Idempotency, Deduplication, and the Exactly-Once Illusion
What This Concept Is
Idempotency: applying an operation twice has the same observable effect as applying it once. set_user_email(u, 'a@b.com') is idempotent. charge_card($10) is not -- two applications charge $20.
Deduplication: detecting that a given message is a duplicate of one already processed, and skipping it.
"Exactly-once": a loaded phrase. Strictly, exactly-once delivery is impossible in an asynchronous distributed system (there is always a failure window between "we processed it" and "we told the broker we processed it"). What is achievable is effectively exactly-once processing, through at-least-once delivery + idempotent consumers + deduplication.

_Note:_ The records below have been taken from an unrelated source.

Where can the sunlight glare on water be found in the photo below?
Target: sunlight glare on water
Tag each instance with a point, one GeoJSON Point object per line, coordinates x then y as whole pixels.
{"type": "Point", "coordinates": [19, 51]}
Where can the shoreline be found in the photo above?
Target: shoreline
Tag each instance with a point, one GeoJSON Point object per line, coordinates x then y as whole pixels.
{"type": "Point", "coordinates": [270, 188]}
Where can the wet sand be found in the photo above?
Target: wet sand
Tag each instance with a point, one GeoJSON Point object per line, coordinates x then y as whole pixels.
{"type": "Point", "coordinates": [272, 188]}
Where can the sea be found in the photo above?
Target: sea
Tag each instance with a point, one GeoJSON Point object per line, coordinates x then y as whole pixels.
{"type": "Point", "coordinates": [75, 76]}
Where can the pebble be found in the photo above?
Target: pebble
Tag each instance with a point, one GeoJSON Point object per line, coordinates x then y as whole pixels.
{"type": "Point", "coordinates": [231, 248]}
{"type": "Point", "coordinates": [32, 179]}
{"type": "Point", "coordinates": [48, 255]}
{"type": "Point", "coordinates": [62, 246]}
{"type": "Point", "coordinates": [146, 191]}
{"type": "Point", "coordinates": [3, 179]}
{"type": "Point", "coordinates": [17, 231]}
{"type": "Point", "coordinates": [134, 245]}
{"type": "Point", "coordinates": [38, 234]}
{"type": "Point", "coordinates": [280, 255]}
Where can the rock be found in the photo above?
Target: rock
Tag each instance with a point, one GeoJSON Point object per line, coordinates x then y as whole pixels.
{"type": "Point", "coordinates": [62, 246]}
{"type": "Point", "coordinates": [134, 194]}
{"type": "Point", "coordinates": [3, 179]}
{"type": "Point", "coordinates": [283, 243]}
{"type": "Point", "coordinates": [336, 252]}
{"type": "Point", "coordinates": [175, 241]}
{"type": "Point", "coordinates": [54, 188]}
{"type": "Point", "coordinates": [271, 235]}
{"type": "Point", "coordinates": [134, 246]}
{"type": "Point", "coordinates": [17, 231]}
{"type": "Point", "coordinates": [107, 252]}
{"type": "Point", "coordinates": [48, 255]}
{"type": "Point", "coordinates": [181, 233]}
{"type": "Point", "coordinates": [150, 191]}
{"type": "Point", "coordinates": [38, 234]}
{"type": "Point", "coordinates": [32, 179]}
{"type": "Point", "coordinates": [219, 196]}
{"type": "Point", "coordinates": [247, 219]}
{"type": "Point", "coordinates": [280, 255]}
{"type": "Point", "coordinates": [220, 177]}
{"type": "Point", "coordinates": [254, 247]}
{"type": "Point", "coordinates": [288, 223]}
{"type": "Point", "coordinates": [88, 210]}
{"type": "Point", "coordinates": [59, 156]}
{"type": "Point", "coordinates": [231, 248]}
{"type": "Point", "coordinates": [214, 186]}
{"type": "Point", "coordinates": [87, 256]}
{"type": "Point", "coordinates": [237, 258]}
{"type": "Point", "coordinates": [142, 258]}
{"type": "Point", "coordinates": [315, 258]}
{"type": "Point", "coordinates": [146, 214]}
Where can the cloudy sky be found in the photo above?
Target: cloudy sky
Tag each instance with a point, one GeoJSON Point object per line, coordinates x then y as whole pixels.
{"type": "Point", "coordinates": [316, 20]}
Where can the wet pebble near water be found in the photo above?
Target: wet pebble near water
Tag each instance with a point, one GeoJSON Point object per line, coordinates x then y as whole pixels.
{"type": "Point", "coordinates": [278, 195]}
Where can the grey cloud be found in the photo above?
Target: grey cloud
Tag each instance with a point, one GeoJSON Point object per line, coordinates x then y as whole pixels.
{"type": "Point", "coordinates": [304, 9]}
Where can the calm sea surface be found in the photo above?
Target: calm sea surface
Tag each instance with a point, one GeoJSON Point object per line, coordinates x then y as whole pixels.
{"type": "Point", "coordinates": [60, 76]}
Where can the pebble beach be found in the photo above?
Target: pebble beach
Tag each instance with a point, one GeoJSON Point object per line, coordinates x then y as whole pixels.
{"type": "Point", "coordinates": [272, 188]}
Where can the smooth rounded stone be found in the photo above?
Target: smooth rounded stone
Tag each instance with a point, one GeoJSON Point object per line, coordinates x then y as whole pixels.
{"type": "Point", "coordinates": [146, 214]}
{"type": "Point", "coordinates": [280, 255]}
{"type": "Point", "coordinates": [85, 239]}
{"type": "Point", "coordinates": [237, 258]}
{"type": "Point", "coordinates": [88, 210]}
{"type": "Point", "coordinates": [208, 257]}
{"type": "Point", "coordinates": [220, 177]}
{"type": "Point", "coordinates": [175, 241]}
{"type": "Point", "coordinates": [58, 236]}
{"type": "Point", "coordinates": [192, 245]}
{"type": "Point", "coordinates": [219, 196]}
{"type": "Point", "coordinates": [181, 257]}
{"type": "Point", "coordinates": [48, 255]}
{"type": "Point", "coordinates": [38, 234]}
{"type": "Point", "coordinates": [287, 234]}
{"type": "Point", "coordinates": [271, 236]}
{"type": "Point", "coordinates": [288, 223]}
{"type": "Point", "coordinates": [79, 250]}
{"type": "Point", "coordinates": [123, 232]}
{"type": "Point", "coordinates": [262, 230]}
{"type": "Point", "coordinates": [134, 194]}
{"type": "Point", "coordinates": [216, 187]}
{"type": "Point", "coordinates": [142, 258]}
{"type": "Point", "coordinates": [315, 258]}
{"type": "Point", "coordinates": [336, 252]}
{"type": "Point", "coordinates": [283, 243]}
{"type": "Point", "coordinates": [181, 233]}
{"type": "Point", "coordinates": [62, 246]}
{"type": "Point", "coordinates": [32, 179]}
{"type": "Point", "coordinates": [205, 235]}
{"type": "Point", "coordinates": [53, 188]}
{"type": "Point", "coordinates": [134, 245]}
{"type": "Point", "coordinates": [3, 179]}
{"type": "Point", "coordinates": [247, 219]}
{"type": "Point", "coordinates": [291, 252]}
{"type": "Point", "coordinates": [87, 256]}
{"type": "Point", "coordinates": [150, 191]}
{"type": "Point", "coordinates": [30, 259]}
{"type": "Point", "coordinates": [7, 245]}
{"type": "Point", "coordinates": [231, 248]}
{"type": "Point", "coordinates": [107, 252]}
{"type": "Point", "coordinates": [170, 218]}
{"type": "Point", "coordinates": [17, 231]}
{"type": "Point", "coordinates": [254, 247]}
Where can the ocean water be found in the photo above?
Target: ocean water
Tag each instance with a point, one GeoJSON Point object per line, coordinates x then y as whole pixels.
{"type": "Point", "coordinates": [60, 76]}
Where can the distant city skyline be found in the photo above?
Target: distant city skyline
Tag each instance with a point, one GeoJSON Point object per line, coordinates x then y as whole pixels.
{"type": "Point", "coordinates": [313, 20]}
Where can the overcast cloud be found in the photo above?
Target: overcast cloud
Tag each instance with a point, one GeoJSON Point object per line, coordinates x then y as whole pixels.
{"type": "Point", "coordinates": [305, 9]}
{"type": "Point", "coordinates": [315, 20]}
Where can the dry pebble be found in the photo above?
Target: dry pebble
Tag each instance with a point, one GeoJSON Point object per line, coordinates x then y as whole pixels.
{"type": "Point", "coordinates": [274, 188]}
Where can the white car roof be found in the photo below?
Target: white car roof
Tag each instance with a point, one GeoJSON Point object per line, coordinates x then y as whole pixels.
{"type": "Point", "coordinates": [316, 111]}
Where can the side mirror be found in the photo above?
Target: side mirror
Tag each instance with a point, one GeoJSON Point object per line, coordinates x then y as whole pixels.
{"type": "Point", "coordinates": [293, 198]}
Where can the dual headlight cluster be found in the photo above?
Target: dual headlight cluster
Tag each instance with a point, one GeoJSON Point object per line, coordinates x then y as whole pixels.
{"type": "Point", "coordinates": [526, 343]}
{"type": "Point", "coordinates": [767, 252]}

The takeaway that matters most:
Regardless of what your broker claims, treat every message as potentially redelivered. Idempotency is the consumer's responsibility, and it is not optional.
Why It Matters Here
Every concept in this module generates duplicates:
- outbox relay (Concept 06) retries on crash -> duplicate events published
- Kafka at-least-once (Concept 09) delivers again on consumer crash -> duplicate events consumed
- saga retries (Concept 11) re-send commands on timeout -> duplicate operations attempted
- network retries anywhere -> duplicate HTTP calls
If your consumer is not idempotent, duplicates silently corrupt data: double billing, double shipping, triple welcome emails. The fix is at the consumer, not the broker.
Techniques
1. Naturally idempotent operations
Some operations are idempotent by design:
SEToperations (updates to a specific value):set_status(order, 'shipped')- DB
INSERT ... ON CONFLICT DO NOTHINGkeyed by a unique event ID PUTon a keyed resource- state-machine transitions that only advance in one direction
Prefer this style when you can.
2. Deduplication by event ID
Store every handled event_id in a dedup table (or cache). On receipt:
def handle(event):
if dedup.seen(event.event_id):
return # already processed
with db.transaction():
apply_effects(event)
dedup.mark_seen(event.event_id)
Two things must be true for this to work:
apply_effectsanddedup.mark_seenlive in one transaction (otherwise you reintroduce a dual-write bug inside the consumer)- the dedup store is durable and has a retention window at least as long as the broker's max redelivery window
Storage options: a DB table processed_events(event_id PK, processed_at), a Redis set with TTL, or an embedded store like RocksDB in a stream processor. Scale the retention to the possible delay; a TTL of "max outbox lag + max consumer outage + margin" is a good rule of thumb.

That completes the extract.